Rampant wealth inequality is a fact of life. People are not all equally capable of generating wealth or intelligent with their dispensation of acquired wealth so no matter what system you try to use, some will end up having more or less. Even the various communist governments of the world had or have wealth inequality to similar extents as the various capitalist western democracies. Wealth redistribution systems that arbitrarily take from those who are successful to give to those who are not tend to fall apart over time. Some transition peacefully towards more capitalist systems like Vietnam and China and others collapse into failed states like Somalia that are plagued by civil war.
Can somebody can tell me how to pry the 1% away from their wealth, especially in a post automation economy when they don't even need workers to buy their goods anymore because who need to sell things when you already own everything?
Provide them a good or a service that they want to purchase?

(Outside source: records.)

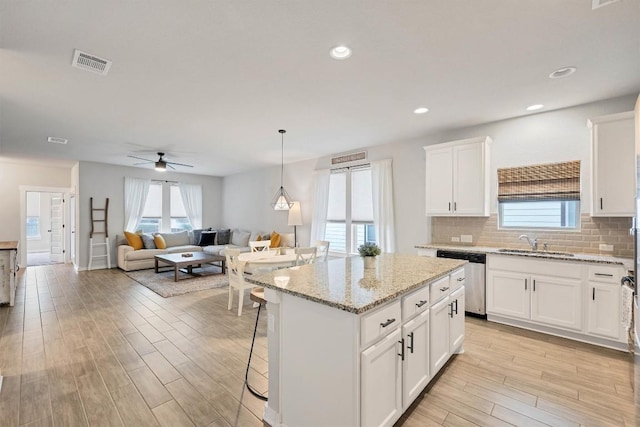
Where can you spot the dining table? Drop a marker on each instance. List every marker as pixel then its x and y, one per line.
pixel 268 260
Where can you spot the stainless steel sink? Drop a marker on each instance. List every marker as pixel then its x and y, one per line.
pixel 529 251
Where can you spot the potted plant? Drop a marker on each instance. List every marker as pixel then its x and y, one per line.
pixel 369 252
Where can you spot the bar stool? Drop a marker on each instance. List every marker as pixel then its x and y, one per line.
pixel 257 296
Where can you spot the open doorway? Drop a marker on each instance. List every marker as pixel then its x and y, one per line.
pixel 44 226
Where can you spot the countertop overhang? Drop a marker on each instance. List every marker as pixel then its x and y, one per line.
pixel 346 285
pixel 601 259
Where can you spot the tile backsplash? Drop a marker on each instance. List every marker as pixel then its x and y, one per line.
pixel 594 231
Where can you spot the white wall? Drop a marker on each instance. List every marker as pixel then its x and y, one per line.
pixel 535 138
pixel 100 181
pixel 16 174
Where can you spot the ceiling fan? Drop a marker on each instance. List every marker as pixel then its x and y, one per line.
pixel 161 164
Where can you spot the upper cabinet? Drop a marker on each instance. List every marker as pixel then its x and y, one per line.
pixel 457 179
pixel 613 158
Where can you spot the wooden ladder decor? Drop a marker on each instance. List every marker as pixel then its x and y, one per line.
pixel 104 216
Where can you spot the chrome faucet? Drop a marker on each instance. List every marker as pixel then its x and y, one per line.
pixel 533 243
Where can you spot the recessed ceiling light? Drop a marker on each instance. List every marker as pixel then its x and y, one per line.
pixel 562 72
pixel 56 140
pixel 534 107
pixel 340 52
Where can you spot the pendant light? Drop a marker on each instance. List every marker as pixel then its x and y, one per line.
pixel 282 200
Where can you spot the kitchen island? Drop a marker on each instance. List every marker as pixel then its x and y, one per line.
pixel 350 346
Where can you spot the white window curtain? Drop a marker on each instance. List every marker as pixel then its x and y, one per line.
pixel 136 191
pixel 320 204
pixel 192 201
pixel 383 219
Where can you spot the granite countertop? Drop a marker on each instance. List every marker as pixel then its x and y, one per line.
pixel 9 245
pixel 600 259
pixel 346 285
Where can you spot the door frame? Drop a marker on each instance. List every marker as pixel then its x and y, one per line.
pixel 23 218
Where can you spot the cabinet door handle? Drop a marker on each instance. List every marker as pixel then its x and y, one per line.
pixel 387 323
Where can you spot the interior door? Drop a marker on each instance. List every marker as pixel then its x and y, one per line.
pixel 57 228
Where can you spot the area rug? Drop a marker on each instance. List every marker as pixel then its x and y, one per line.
pixel 162 283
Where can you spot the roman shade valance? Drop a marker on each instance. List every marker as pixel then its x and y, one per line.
pixel 549 181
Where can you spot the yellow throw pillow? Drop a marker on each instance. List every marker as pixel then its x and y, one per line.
pixel 159 241
pixel 134 240
pixel 275 240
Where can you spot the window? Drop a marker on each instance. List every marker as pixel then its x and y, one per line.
pixel 540 196
pixel 156 213
pixel 350 210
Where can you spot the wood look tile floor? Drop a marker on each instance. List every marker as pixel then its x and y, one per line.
pixel 96 348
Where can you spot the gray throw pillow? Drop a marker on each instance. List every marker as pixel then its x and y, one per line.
pixel 147 240
pixel 223 236
pixel 207 238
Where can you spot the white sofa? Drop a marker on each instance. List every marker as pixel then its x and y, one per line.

That's typically how I get people wealthier than I am to part with some of their money.
To your other point though, If the wealthy already have everything you want, what is the point of having wealth at that point? If having an automated worker is sufficient to provide you with everything you need, what's to stop someone who has automated works from building more automated workers and giving them to the people who don't already have them? I suppose you could say power and control, but what's the point of having either if they can't get you anything for having them?
All that aside, inheritance taxes with a reasonable exemption threshold to allow for small family businesses are a possibility if you grant that in return income taxes would be reduced. I generally think it's a better setup in that it allows people who generate wealth to keep it, but doesn't allow for vast family fortunes where people of no particular skill are wealthy simply by virtue of being born into that wealth. It might sound good on paper, but in practice I expect it would just result in more people setting up their own foundations, charitable enterprises, etc. as most people who manage to accumulate vast sums of wealth in their own life probably wouldn't trust the government to manage it.
There's always some kind of Brave New World setup where humans are manufactured, at which point why make incapable people. That story didn't have robotic laborers, but assuming there were, you'd really only care to have Alphas and perhaps Betas.
With 130 deaths per 100000 vehicles per year, India is already way ahead from US with its 13 deaths per 100000 vehicles per year. Or, phrased differently, India has already more vehicular deaths per 100000 inhabitants per year (17 compared to US' 11) despite having 25 times fewer cars (only ~32 per 1000 inhabitants compared to US' ~800). They don't need autonomous cars to kill more people with cars; they can already do it just fine.